Pas de Deux

        The crowded café smelled acrid and pleasant like burnt toast and warm milk. The father stood in the line with his legs apart—a squat anchor, bottom-resting. He gazed at the nothing ahead of him, grim-lipped without blinking. The girl stood a little away from him, delicately upright, shifting on the long stems of her own legs as if she needed to move. She sighed. Her restless eyes flitted over the interior of the place—examining floor tiles, looking out the bright front windows to the busy market and the harbor full of long-stern work boats with their clawed tongs, oysters piled mid-decks in gleaming hills.
         There was confusion inside the café. The register was broken. Behind the counter a crumpled old man with watery eyes and a peppery explosion of beard discussed the situation in undertones with a woman in a red dress two sizes too small for her sausage-shaped body. Together they peered into the defunct machine as if it were an aquarium full of exotic fish, now and then pointing to some part or other that might be the source of the problem. The baristas rushed about in the cramped space behind them, trying to fill orders for the afternoon rush. At the back of the café people sat close together at the big, rectangular tables reading newspapers or playing backgammon, their conversations public whether they were meant to be or not.
         There was confusion between the father and the girl, too, and it had been that way for a week. A space had intruded. They were people with little tolerance for such spaces, as stubborn in this as they were in their loving. People in the small town sometimes whispered how the two deserved each other. Made from the same bull steel, they said. Peas in a pod, they said. The light and laughter in the café that afternoon was powerless to diminish the intruded space or to fracture the shadow of the cherished thing between them that had been lost now for a whole week.

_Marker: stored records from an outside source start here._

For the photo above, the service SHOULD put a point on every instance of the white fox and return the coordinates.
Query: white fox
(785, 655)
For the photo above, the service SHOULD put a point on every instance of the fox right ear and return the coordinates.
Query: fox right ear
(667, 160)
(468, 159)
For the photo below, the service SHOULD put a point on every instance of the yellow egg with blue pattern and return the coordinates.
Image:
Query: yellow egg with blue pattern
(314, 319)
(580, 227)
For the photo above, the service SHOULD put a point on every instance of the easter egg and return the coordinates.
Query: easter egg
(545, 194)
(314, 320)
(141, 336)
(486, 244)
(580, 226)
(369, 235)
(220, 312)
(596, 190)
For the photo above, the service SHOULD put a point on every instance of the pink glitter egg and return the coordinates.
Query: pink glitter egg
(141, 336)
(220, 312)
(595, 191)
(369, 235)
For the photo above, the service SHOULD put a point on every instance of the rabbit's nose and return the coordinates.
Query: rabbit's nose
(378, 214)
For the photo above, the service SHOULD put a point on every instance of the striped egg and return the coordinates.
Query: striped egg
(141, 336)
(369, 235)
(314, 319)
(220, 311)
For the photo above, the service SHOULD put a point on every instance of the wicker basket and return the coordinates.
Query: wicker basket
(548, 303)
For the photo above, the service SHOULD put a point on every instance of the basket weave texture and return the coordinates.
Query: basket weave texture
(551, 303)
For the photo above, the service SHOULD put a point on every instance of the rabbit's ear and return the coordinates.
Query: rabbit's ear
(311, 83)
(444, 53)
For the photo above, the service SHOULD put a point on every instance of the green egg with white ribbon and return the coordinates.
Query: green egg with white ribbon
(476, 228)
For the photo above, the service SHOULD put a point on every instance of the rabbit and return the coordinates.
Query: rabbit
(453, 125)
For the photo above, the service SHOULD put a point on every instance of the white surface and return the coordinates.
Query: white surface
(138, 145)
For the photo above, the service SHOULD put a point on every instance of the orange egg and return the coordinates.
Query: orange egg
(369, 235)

         “Will you have coffee?” the father asked, without looking at the girl.
         “Tea,” said the girl. She turned to the fat woman in the red dress. “Jamaican hot tea,” she said.
         The father ordered a café au lait in a ceramic cup. He paid for the drinks and carried them to a table at the front of the café where, to distract themselves, the father and the girl looked out the window at the people passing by. A couple in matching leather jackets and tight dungarees strode past and the girl noticed how the one woman’s arm wrapped around the other’s narrow waist so that her hand rested lightly along her partner’s protruding hip on the opposite side. Across the street she could see people laughing and smoking in front of the busy market. Five young men stood in a circle together blowing air into their cupped hands to warm them, talking excitedly about something, their eyes indomitably bright, their hair tossed and shining in the winter wind. A man and woman walked past together, each led briskly by a mustachioed little dog on a thin lead.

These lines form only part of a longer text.